Crucially, the practice of selling status eventually extended to the lowest classes, allowing them to purchase commoner status and, with it, the right to adopt surnames. This contributed to a significant erosion of the class system. By the time the class system was officially abolished in 1894, nearly all Koreans had adopted surnames. This historical trend explains the high concentration of a few common surnames, as many simply adopted popular, prestigious names.

=== Modern era ===
After the 2015 census, it was revealed that foreign-origin surnames were becoming more common in South Korea, due to naturalised citizens transcribing their surnames in Hangul. Between 2000 and 2015, more than 4,800 new surnames were registered. During the census, a total of 5,582 distinct surnames were collected, 73% of which do not have corresponding Hanja characters. It was also revealed that despite the surge in the number of surnames, the ratio of top 10 surnames had not changed. 44.6% of South Koreans are still named Kim, Lee or Park, while the rest of the top 10 are made up of Choi, Jeong, Kang, Jo, Yoon, Jang and Lim.

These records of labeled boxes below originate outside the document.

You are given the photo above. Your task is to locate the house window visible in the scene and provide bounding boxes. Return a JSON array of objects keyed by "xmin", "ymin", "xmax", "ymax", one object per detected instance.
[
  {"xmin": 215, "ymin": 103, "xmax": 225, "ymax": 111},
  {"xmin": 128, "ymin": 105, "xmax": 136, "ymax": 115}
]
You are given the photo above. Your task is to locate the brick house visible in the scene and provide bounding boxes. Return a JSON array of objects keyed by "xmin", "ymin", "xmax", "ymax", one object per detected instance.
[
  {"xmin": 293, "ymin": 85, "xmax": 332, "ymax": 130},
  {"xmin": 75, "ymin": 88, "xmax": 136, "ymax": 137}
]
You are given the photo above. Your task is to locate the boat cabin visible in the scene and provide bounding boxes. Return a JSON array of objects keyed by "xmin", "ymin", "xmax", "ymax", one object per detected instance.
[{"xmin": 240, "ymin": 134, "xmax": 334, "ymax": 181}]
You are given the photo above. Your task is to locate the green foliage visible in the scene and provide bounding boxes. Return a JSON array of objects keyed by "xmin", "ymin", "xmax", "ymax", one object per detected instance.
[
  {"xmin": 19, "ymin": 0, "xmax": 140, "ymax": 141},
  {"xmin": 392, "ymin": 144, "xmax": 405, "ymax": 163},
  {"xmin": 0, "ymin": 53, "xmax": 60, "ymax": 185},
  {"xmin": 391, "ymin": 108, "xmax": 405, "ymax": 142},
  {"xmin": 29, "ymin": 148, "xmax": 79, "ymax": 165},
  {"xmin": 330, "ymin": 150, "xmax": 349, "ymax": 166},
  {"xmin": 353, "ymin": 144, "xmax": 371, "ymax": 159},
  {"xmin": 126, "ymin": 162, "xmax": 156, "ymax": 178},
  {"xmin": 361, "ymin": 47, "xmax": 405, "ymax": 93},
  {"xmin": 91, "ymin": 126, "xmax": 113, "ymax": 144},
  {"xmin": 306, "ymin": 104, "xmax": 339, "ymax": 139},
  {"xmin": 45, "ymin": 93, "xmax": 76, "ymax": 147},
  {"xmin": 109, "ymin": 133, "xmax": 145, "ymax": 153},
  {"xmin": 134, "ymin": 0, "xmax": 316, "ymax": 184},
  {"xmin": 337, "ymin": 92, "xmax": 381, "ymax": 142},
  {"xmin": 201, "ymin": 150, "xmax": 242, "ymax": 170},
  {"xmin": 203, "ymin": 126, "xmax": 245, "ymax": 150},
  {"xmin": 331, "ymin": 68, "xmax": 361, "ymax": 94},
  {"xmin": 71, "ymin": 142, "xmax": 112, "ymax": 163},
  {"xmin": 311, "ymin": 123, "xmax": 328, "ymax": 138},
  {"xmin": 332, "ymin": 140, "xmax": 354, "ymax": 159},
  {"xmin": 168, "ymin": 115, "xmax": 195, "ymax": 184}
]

Children traditionally (and still mostly) take their father's surname. However, under South Korean Civil Law effective January 1, 2008, children may be legally given the surname of either parent or even that of a step-parent.

==Given names==

Traditionally, given names are partly determined by generation names, a custom originating in China. One of the two characters in a given name is unique to the individual, while the other is shared by all people in a family generation. In both North and South Koreas, generational names are usually no longer shared by cousins, but are still commonly shared by siblings.

Given names are typically composed of Hanja, or Chinese characters. In North Korea, the Hanja are no longer used to write the names, but the meanings are still understood; for example, the syllable in boys' names is usually perceived as 鐵, which means "iron".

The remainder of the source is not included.